Many police vehicles have computers now known as mobile data terminals (MDTs). These laptop sized computers permit the officer to perform rapid searches of law enforcement databases. In addition to information concerning active criminal and traffic warrants, the MDT also provides basic information about motorists. By typing in the license plate number, the MDT provides information concerning vehicle registration and whether the owner of the vehicle is legally licensed to drive in New Jersey.
The question arises whether a MDT report of a problem with the vehicle registration or the owner’s driver’s license constitutes a sufficient legal justification to effect a motor vehicle stop. The New Jersey Supreme Court answered this question in State v. Donis, 157 N.J. 44 (1998). The court held that motorists have no expectation of privacy in their license plates or associated numbers. The plates are always located on the outside of the vehicle and must be easily viewable. On the other hand, there is an expectation of privacy with regard to information associated with the license plate number. Data such as the home address, social security number, and name of the owner of the vehicle are protected by both state and federal law.

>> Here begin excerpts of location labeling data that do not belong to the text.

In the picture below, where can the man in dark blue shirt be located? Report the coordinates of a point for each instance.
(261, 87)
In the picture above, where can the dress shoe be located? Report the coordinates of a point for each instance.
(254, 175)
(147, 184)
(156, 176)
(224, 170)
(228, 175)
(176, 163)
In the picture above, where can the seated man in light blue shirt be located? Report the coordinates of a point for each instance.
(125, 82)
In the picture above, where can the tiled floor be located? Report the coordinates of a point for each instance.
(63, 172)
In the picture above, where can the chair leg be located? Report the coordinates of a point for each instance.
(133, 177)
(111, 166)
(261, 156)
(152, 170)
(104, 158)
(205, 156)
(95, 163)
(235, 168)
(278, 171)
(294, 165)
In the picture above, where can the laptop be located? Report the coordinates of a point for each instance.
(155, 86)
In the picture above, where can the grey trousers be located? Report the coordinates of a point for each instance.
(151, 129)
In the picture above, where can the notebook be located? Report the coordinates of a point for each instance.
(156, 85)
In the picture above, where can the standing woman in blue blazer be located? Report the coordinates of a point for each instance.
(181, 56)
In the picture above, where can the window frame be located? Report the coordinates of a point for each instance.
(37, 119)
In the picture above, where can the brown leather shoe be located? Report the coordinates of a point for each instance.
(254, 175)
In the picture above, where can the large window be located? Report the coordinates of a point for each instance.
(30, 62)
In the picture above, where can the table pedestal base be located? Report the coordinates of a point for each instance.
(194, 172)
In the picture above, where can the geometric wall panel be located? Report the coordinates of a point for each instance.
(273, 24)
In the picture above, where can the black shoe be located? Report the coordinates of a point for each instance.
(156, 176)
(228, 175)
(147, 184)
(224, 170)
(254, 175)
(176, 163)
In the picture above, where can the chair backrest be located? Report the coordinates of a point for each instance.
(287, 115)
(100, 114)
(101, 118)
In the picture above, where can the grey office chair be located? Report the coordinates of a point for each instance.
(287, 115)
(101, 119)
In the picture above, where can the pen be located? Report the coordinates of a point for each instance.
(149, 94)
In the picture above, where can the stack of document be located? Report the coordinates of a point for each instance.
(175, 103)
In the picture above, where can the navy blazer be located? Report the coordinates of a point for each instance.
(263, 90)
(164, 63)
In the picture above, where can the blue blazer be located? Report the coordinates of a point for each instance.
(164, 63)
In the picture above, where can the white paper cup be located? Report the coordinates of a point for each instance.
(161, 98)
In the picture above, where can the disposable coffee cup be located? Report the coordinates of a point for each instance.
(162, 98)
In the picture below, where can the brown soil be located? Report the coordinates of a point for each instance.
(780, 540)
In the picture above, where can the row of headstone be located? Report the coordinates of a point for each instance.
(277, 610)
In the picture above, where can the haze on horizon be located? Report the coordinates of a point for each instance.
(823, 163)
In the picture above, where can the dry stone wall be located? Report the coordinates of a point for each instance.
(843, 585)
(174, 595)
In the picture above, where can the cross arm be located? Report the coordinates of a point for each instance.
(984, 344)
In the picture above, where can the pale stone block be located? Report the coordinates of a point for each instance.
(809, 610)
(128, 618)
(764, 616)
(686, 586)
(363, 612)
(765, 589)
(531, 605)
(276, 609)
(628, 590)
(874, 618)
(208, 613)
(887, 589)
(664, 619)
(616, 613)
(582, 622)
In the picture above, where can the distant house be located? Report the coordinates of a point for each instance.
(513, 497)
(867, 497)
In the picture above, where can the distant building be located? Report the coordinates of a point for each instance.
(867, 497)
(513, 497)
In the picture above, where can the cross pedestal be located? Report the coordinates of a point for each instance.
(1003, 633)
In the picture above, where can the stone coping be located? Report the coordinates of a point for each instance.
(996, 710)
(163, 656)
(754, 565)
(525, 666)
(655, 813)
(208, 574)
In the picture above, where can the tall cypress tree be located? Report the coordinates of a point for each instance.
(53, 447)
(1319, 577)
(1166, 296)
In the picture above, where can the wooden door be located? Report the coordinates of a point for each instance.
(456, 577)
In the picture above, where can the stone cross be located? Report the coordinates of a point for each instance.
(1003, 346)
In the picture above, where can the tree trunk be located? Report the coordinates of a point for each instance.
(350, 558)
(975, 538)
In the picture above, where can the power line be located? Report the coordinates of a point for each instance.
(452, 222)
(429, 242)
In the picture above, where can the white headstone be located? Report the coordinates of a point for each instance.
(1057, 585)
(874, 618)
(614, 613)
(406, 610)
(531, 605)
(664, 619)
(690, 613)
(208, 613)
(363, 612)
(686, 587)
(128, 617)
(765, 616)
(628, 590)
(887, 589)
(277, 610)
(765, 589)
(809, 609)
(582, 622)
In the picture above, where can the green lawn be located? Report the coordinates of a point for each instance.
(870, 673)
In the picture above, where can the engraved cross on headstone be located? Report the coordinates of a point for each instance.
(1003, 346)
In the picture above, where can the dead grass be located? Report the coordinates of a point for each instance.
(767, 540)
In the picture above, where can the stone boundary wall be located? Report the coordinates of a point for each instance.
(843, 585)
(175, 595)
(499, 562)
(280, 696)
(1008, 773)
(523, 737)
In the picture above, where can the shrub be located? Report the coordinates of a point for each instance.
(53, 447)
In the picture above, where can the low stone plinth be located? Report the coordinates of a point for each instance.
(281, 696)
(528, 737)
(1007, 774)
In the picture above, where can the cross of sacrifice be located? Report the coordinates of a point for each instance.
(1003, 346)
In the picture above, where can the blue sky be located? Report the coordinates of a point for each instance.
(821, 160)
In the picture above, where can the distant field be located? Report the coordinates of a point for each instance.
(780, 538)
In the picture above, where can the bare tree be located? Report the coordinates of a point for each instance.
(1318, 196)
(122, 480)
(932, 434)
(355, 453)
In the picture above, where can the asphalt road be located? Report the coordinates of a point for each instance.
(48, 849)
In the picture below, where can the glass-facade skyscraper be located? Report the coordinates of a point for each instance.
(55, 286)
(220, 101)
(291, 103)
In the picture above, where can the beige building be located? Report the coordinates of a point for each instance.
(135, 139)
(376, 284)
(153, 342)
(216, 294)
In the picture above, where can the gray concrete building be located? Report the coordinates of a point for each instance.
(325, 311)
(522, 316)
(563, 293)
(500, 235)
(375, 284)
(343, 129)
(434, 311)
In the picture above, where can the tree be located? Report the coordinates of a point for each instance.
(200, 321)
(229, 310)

In order to balance these competing interests, the New Jersey Supreme Court in Donis created a two step process to be performed by law enforcement. Police are permitted to randomly enter license plates numbers into the MDT. The system will report back basic information regarding the registration status of the vehicle, the driver’s license status of the owner, and whether the vehicle has been reported lost or stolen. Other personal information about the owner may not be displayed in the first step. If the data received during the first step warrants further investigation (because the vehicle is not registered or the owner’s license is suspended), the police are permitted to access personal information through the MDT. This may include the owner’s name and address, social security number, and criminal record. The Supreme Court has ordered that when the police do not receive evidence of problems with the vehicle or the driver, they may not proceed to step two and access personal information.